We did not end up doing the initial movement exercises that Jacob had planned. There is no conclusion. There are no answers. There cannot be answers in four days. This conversation is too complex to unpack in a workshop or two. However, we did arrive somewhere. Ideas surrounding the urban-indio, the notion of country beyond nation-state borders, country as ecology and environment, listening to people that listen to country, listening to those that are subjugated, as a way to listen to country, and a myriad of layers that each can unpack in one’s own way.
I appreciated Jacob’s sharing of his work and practice very much. He offered a sincere perspective on something we don’t discuss that much here—injustice to indigenous people and ritual links to forefathers, land, language, and the act of politicising group identity.
He led us to create movement from specific lived memories of the body, of people who are important to us—a set of his choreographic tools that are an alternative to looking at specific steps or aesthetics. The principles seemed too simple to me at first but I could sense the sincerity and commitment to the method, and I can imagine how this helps him to access rich material from collaborators in communities who don’t relate to the formal aesthetics of Western contemporary dance or choreographic concepts. The group ritual exercises that we did together based on this approach turned out to be very evocative, and everyone watched each group-solo with rapt silence.
It was a pity that we did not end up spending more time on his discussion of his current initiative for the curation of indigenous arts, through a new set of organising principles that don’t follow the systems of neoliberal capitalism.
Contributed by:
Trained as a dancer, Sze-Wei now makes “stuff” for theatre, interactive performance, video and film. She is currently working on a documentary about queer communities around voguers in Southeast Asia. She facilitates the Working Group for Dancers’ Advocacy in Singapore, and the networks Singapore Interdependent Dance, Independent Dance Southeast Asia, and Contact Improvisation Southeast Asia.
Acknowledgement:
Jacob Boehme is a Melbourne born and based artist of Aborignal heritage, from the Narangga (Yorke Peninsula) and Kaurna (Adelaide Plains) nations of South Australia.

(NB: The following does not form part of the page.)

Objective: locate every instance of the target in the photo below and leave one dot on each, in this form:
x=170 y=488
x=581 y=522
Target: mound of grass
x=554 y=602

Jacob is the founding Creative Director of YIRRAMBOI First Nations Arts Festival 2017.
With a 20 year history working in Cultural Maintenace, Research & Revival of traditional dance with Elders and youth from urban to remote Indigneous communities across Australia, Jacob combines dance (Diploma in Dance, NAISDA 2000), puppetry (Masters in Puppetry, Victorian College of the Arts 2007), and playwriting (Masters in Writing for Performance, Victorian College of the Arts, 2014) to create multi-disciplinary theatre, dance and ceremony for stage, screen, large-scale public events and festivals.
Other International Residencies include teaching traditional and contemporary Aboriginal dance at Teatteri ILMI O in Helsinki, Finland and the Schaxpir Festival Linz, Austria.
Jacob's solo work Blood on the Dance Floor, produced in partnership with ILBIJERRI Theatre Company, is touring nationally and internationally in 2019.
da:ns lab is an annual platform for dance practitioners to reflect upon key issues surrounding their creative practice, as part of da:ns festival at Esplanade – Theatres by the Bay. The programme aims to engage dance practitioners in Singapore and the Southeast Asian region in artistic discourse, research, reflection and exchange.